Testimonianze dalla frontiera tra Polonia e Ucraina

7 Marzo 2022, 13:30

Il racconto per Un Ponte Per di David Ruggini*, fino a inizio anno Capo Ufficio di Un Ponte Per a Beirut. Oggi si trova come attivista a Medyka, cittadina polacca di frontiera, dove in migliaia arrivano in fuga dall’Ucraina, attendendo con pazienza di poter partire. Foto di Juliette Mas.

 

Qui a Medyka in Polonia, al confine con l’Ucraina, arrivano in media 1.000-2.000 persone al giorno. Il numero non è imponente ma il villaggio è piccolo e facilmente si rischia di essere travolti. Nella cittadina, volontari e volontarie passano la giornata accogliendo le persone che fuggono dall’Ucraina: si offrono vestiti, cibo e thè caldo, e si danno informazioni mentre autobus no stop partono in direzione di Przemyśl, la prima vera città polacca dopo il confine.

A Przemyśl, un vecchio centro commerciale abbandonato è stato convertito in hub per i/le rifugiati/e. All’interno è stato creato un magazzino per stoccare tutti gli aiuti arrivati fino ad adesso mentre le vecchie boutique dismesse sono diventate dormitori. Qui la gente attende di salire sugli autobus che li porteranno verso altre città polacche o altri paesi.

 

 

Confesso che incontro una certa difficoltà a scrivere ancora di frontiere. Come essere sull’orlo del precipizio cosciente e incosciente allo stesso tempo.

Mi ripeto che fino a qui tutto bene, fino a questo lembo di terra va tutto bene, chi arriva qui è salvo, almeno per ora. Al di là delle solite barriere e cancelli a circa 50km suonano le sirene antiaeree.

Da un paio di giorni anche Lviv, Leopoli, viene minacciata di tanto in tanto e lo si nota dal flusso di persone in aumento negli ultimi giorni.

L’odore della notte qui è sempre lo stesso, si brucia legna, cartone, e quello che si trova per scaldarsi nell’attesa che l’autobus arrivi. Le temperature sono basse, spesso intorno allo zero, e alle volte nevica, ad ogni respiro fumano le narici, si sbattono le mani o i piedi per fare circolare il sangue e si stropicciano gli occhi dalla stanchezza.

Il numero di volontari e volontarie è impressionante. La società polacca e in generale europea ha risposto con un forte slancio solidale nei confronti dei/delle rifugiati/e.

 

 

Dopo aver vissuto Idomeni da molto vicino non mi sorprendo più di notare come anche in questo tipo di situazione, estremamente tesa, si possa discriminare le persone in fuga: nei confronti dei non-ucraini c’è una sorta di ostracismo. Negli ultimi giorni mi sono trovato spesso ad offrire passaggi in macchina, da Medyka a Przemysl, a persone di altre nazionalità che avrebbero dovuto aspettare pazientemente ore dando la precedenza a tutte le persone ucraine, che allo stesso modo stanno scappando da una guerra.

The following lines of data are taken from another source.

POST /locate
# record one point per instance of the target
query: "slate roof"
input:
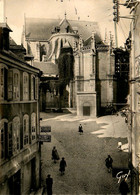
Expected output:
(48, 68)
(41, 28)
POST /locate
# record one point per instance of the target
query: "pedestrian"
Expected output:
(123, 188)
(109, 162)
(119, 146)
(55, 155)
(80, 129)
(62, 166)
(49, 183)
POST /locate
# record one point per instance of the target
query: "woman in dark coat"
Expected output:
(62, 166)
(123, 187)
(55, 155)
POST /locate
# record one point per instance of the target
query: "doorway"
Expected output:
(86, 110)
(14, 184)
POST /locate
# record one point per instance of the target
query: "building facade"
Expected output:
(93, 87)
(19, 121)
(134, 96)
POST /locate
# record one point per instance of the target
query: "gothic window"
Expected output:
(10, 141)
(16, 135)
(3, 138)
(16, 85)
(10, 84)
(25, 130)
(25, 86)
(3, 82)
(32, 87)
(33, 126)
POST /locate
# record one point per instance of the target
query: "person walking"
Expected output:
(49, 183)
(123, 188)
(80, 129)
(62, 166)
(55, 155)
(109, 162)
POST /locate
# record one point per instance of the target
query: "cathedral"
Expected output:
(93, 87)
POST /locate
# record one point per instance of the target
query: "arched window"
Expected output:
(16, 135)
(3, 138)
(25, 86)
(13, 84)
(33, 126)
(32, 87)
(10, 139)
(25, 129)
(16, 84)
(3, 82)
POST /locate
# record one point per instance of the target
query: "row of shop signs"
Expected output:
(44, 135)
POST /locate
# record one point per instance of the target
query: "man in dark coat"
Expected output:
(80, 129)
(49, 183)
(123, 187)
(62, 166)
(55, 155)
(109, 162)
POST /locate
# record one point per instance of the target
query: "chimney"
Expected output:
(4, 28)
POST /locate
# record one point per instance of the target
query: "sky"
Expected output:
(100, 11)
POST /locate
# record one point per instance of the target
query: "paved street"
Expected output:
(85, 154)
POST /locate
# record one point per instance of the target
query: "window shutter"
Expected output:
(10, 84)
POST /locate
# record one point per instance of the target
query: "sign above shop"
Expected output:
(44, 138)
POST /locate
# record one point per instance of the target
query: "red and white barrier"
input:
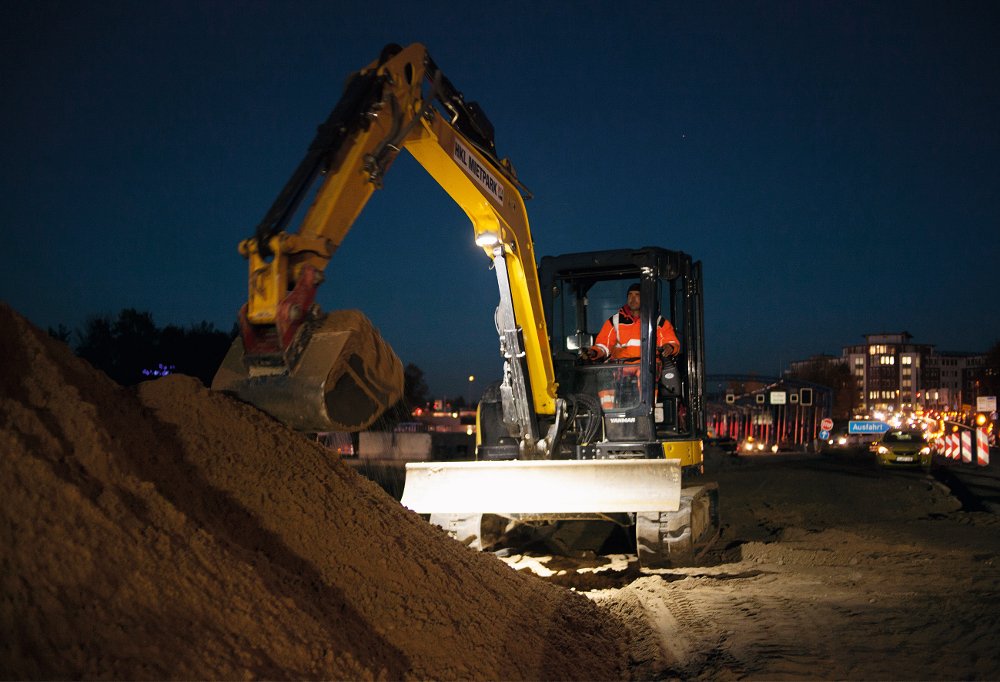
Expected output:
(960, 446)
(966, 446)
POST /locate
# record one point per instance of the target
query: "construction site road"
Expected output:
(828, 568)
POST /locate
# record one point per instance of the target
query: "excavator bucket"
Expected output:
(543, 486)
(342, 377)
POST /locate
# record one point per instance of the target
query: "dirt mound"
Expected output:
(172, 532)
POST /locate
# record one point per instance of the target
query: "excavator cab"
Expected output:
(650, 406)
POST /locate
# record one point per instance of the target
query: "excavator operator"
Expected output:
(619, 337)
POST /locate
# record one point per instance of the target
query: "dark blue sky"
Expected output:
(834, 165)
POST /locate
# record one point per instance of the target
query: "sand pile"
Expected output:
(172, 532)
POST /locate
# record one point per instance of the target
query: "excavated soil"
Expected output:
(172, 532)
(827, 568)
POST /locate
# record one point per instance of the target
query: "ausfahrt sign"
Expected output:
(867, 427)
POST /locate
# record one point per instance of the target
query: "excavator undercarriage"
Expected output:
(560, 442)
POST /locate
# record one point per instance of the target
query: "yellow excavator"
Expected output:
(560, 439)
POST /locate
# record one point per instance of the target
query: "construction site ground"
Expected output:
(169, 532)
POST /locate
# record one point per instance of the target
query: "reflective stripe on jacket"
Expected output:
(620, 337)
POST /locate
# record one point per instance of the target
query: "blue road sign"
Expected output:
(867, 427)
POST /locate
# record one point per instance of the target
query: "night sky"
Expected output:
(834, 165)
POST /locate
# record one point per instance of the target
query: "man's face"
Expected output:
(633, 301)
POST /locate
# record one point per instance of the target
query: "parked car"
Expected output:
(903, 448)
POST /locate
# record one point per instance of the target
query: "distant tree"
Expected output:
(415, 390)
(837, 377)
(61, 333)
(991, 372)
(121, 347)
(196, 351)
(131, 348)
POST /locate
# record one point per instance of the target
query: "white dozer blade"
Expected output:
(543, 486)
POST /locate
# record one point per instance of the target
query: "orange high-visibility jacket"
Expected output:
(619, 337)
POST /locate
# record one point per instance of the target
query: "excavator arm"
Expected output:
(399, 101)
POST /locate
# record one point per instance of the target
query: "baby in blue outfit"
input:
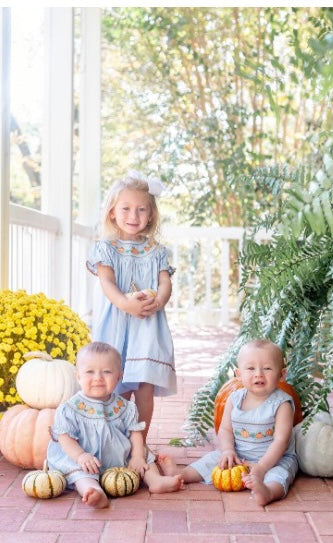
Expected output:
(256, 428)
(97, 429)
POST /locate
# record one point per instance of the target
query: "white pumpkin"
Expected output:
(44, 483)
(314, 448)
(45, 382)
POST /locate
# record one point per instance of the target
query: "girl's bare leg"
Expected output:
(144, 399)
(263, 493)
(158, 484)
(92, 493)
(169, 467)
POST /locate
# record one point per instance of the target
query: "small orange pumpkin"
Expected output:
(229, 480)
(234, 384)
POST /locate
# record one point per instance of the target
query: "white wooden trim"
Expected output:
(4, 144)
(25, 216)
(90, 117)
(58, 141)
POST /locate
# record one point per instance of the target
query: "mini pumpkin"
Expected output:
(229, 480)
(44, 483)
(25, 435)
(314, 446)
(119, 482)
(234, 384)
(45, 382)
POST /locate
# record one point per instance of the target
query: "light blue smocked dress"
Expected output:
(254, 432)
(101, 428)
(145, 345)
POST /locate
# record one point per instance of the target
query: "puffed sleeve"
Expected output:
(130, 419)
(164, 261)
(64, 422)
(101, 254)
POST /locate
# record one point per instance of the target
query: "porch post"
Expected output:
(4, 144)
(90, 117)
(58, 141)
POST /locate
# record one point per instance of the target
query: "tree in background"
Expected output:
(203, 96)
(288, 284)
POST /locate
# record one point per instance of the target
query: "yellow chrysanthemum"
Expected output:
(33, 322)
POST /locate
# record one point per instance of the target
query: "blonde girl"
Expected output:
(127, 259)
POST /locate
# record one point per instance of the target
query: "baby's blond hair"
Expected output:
(132, 181)
(99, 347)
(264, 344)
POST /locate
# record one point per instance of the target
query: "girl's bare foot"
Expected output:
(95, 498)
(262, 493)
(166, 483)
(167, 465)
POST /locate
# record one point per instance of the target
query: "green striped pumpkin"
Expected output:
(44, 483)
(119, 481)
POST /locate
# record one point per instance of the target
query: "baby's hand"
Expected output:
(153, 305)
(256, 470)
(88, 462)
(135, 305)
(228, 459)
(138, 463)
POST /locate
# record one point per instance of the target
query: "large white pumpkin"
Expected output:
(314, 448)
(45, 382)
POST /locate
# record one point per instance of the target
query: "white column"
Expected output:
(225, 270)
(90, 117)
(58, 140)
(4, 143)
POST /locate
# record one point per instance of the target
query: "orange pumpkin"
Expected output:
(229, 480)
(25, 434)
(233, 384)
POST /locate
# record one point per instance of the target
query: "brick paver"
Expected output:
(197, 514)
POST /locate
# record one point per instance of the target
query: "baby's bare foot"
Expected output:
(261, 492)
(166, 483)
(167, 464)
(95, 498)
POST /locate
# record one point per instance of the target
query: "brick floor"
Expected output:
(198, 514)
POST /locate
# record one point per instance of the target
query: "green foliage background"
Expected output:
(204, 96)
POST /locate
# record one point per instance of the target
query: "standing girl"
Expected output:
(127, 261)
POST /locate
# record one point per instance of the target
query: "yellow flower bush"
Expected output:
(33, 322)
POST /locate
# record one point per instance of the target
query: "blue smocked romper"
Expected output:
(253, 432)
(102, 428)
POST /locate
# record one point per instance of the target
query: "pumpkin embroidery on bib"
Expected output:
(132, 249)
(112, 408)
(246, 434)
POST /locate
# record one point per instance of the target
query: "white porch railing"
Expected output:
(205, 285)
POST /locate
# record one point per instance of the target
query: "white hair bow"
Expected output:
(155, 185)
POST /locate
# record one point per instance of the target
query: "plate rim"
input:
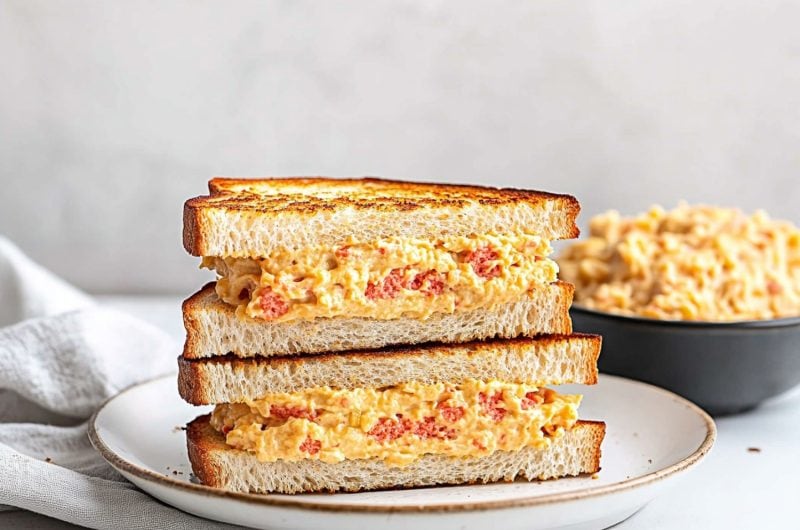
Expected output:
(125, 466)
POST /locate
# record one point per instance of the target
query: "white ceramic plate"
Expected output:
(653, 437)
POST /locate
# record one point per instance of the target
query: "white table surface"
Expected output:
(733, 488)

Vorrei ma non posso fare a meno di fare il paragone con Idomeni, le stesse vite sospese. C’è chi si ostina a trovare delle differenze in questa umanità ma io personalmente non riesco a vederne. Finiamo per essere simili in questi momenti di difficoltà e miseria. Gli stessi sguardi stanchi, le stesse valigie piene di tutto ciò che si ritiene importante e la stessa potente necessità di trovare dall’altra parte qualcuno/a che tenda una mano.

 

*David Ruggini è un attivista e un collaboratore di Un Ponte Per. Nel 2016 abbiamo immaginato insieme il Solidarity Van: un camper solidale, attrezzato con pannelli solari, generatore, computer e wi-fi, con cui David è partito lungo la Rotta Balcanica per offrire sostegno alle persone migranti che tentavano di varcare le frontiere d’Europa. Dal 2019 al 2021 è stato Capo Ufficio a Beirut, in Libano. Con l’inizio dell’aggressione all’Ucraina si è spostato lungo il confine con la Polonia come attivista indipendente per portare la sua solidarietà alle persone in fuga dal conflitto.